Rather than monetary compensation, the unpaid [Huffington Post bloggers] are offered exposure — namely, visibility, promotion, and distribution, for themselves and their work…. [T]he defendants otherwise made clear to the plaintiffs from the beginning that they never intended to pay content providers such as the plaintiffs for submissions….
[T]he plaintiffs claim that the defendants have been unjustly enriched by generating profit from the submissions of the plaintiffs to The Huffington Post and not paying the plaintiffs for those submissions, while enticing the plaintiffs with misleading promises of exposure….
[But n]o one forced the plaintiffs to give their work to The Huffington Post for publication and the plaintiffs candidly admit that they did not expect compensation.
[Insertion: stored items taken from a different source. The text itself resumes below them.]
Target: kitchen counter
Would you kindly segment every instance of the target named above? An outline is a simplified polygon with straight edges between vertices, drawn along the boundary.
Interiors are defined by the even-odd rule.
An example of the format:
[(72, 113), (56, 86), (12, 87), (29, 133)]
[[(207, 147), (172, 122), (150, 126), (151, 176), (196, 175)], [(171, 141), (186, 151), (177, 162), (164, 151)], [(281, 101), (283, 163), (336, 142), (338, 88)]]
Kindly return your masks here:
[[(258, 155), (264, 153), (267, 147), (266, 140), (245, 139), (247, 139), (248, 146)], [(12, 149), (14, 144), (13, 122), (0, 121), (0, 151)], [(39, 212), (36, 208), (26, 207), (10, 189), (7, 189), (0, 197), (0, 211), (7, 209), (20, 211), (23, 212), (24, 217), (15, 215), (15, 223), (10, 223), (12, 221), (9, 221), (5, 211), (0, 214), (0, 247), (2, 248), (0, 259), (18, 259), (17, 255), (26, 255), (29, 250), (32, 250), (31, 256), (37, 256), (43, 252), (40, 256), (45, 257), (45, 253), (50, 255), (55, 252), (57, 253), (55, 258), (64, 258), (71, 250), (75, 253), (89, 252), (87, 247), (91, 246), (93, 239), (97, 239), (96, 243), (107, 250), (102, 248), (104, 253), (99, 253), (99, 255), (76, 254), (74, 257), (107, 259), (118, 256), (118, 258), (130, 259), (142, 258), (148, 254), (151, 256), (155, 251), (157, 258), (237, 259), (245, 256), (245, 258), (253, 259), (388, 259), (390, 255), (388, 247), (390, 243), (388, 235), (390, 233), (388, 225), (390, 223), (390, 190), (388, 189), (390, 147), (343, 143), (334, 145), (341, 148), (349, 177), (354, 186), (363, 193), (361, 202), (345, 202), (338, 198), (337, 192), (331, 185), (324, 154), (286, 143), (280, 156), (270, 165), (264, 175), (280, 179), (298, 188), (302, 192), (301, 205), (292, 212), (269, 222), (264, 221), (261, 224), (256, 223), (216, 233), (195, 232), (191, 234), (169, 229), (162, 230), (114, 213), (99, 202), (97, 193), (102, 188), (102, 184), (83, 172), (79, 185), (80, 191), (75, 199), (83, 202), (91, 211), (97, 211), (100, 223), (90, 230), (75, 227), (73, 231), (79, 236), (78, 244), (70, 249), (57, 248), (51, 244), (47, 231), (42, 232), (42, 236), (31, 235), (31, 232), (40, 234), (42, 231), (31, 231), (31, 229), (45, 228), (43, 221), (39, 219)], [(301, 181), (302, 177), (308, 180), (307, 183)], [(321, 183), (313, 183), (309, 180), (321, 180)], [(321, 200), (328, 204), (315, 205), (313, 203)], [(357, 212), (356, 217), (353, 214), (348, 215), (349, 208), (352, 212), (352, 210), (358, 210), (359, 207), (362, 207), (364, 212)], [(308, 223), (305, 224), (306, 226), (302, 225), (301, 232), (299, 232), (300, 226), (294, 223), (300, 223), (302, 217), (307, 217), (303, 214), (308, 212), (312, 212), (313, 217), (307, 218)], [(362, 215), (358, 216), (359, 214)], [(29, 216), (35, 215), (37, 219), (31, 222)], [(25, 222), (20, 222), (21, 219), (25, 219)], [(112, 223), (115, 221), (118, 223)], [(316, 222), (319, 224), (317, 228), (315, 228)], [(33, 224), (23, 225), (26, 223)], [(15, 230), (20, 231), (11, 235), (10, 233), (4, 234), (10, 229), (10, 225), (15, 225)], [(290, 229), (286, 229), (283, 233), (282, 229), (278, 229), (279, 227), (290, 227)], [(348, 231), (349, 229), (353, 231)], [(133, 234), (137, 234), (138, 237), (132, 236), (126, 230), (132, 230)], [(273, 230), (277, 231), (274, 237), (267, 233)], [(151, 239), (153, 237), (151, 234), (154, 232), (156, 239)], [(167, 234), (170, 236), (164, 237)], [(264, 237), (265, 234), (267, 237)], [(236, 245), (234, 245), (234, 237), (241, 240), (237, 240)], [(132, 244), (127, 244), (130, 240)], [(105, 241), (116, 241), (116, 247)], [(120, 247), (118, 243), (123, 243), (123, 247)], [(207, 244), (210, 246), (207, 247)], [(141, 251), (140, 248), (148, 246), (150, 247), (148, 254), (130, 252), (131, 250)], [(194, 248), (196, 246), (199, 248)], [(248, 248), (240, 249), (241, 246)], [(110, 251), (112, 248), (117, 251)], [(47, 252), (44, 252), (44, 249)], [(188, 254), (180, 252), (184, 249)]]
The principles of equity and good conscience do not justify giving the plaintiffs a piece of the purchase price when they never expected to be paid, repeatedly agreed to the same bargain, and went into the arrangement with eyes wide open….
Quite simply, the plaintiffs offered a service and the defendants offered exposure in return, and the transaction occurred exactly as advertised. The defendants followed through on their end of the agreed-upon bargain. That the defendants ultimately profited more than the plaintiffs might have expected does not give the plaintiffs a right to change retroactively their clear, up-front agreement. That is an effort to change the rules of the game after the game has been played, and equity and good conscience require no such result.
I agree, as I argued a year ago, when the lawsuit was filed; I also talked in that post about why plaintiffs shouldn’t win under the Fair Labor Standards Act, but no such claim was brought (at least in the lawsuit that led to the opinion to which I just linked).